Monash researchers amplify community voices through video
Monash University's Faculty of Information Technology (IT), the International Federation of Red Cross and Red Crescent Societies (IFRC) have developed an innovative approach to empower communities.
Some of the world’s most isolated and remote communities will now have the ability to share their stories and raise public awareness of the local issues they’re facing through a unique open-source video program developed by Monash University.
By offering a supportive and collaborative storytelling video process, Indaba will amplify local voices by helping rural communities film and publish rich, meaningful stories - without advanced technical skills.
Working closely with the IFRC, researchers in the Faculty of IT have developed Indaba in over 13 real-world deployments internationally.
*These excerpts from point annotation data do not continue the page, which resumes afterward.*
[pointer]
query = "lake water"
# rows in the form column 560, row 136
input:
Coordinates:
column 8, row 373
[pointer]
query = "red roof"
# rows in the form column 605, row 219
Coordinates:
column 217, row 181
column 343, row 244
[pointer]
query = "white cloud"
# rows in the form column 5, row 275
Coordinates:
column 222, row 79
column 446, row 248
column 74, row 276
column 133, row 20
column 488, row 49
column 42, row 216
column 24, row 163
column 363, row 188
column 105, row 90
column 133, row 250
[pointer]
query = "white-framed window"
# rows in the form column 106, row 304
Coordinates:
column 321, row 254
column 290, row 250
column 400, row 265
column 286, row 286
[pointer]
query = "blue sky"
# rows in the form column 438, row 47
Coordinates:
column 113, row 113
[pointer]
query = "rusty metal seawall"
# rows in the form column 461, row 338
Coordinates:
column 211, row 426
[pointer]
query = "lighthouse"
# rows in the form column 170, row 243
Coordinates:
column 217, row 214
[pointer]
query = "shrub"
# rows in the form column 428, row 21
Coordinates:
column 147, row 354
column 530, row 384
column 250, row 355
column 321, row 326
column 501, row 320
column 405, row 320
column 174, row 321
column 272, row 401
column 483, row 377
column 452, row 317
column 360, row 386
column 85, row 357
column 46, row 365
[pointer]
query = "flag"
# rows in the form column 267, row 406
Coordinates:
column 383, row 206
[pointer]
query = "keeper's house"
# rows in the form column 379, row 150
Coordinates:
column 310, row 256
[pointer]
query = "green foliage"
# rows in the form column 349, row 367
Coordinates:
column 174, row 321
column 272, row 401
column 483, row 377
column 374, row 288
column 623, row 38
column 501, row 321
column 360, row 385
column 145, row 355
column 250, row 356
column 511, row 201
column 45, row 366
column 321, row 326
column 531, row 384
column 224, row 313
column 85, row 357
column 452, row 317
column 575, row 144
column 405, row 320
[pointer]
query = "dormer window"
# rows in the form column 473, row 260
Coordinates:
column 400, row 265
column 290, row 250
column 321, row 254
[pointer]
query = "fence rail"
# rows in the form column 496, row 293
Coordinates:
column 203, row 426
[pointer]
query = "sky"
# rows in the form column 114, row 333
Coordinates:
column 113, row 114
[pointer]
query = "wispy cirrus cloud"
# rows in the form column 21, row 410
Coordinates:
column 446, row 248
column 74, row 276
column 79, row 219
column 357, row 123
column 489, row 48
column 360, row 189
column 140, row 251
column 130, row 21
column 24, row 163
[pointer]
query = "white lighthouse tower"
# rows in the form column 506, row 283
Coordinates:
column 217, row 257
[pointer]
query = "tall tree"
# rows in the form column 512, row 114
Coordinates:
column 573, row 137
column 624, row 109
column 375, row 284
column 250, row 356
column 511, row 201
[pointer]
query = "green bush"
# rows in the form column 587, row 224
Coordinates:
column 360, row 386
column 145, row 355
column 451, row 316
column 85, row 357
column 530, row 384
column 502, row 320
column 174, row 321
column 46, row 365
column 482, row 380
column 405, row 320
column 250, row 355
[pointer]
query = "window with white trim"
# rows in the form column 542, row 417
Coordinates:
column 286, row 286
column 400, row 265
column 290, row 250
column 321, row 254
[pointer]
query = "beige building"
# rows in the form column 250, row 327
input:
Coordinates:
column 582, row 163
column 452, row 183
From Indonesia to Honduras, this pioneering project has worked with over 1,100 people and has helped raise awareness of water and sanitation initiatives, expose nutrition and agricultural issues, advocate for vulnerable children and more.
Timely and reliable monitoring and evaluation of these deployment has made it possible for the IFRC to identify trends, strengths and areas for improvement at a national, regional and global level.
Now, after two-and-a-half years, Monash and the IFRC will release Indaba to the public as an open-source, creative commons software. They will also make an interactive toolkit available to over 190 countries in four languages.
These resources will ensure that knowledge gained from the videos can be made public to raise attention and support for rural communities and the challenges they face.
Project Lead Dr Tom Bartindale, Lecturer in the Faculty of IT, said Indaba blends next-generation features in a digitally augmented process to allow non-professionals to reinforce community delivered media.
“Video production has traditionally been an endeavour limited to those with high media literacy. Through Indaba, a group, community or organisation can create authentic videos, from ideation to production, and tell their story without third-party intervention,” Dr Bartindale said.
For Miki Tsukamoto, Monitoring and Evaluation Coordinator at the IFRC, the Indaba participatory video process has also been valuable in gathering community feedback for the IFRC and National Society projects.
“IFRC’s Planning, Monitoring, Evaluation and Reporting Unit in Geneva is pleased to launch this innovative tool – Indaba with Monash University. It’s helping us create more efficient, and inclusive approaches to project monitoring and evaluation,” said Miki Tsukamoto.
Indaba is a key initiative from Monash University’s Action Lab, a cross-disciplinary research group specialising in interaction design and ubiquitous computing. The Lab explores how digital technologies can give citizens greater control over their lives and enhance their ability to help each other.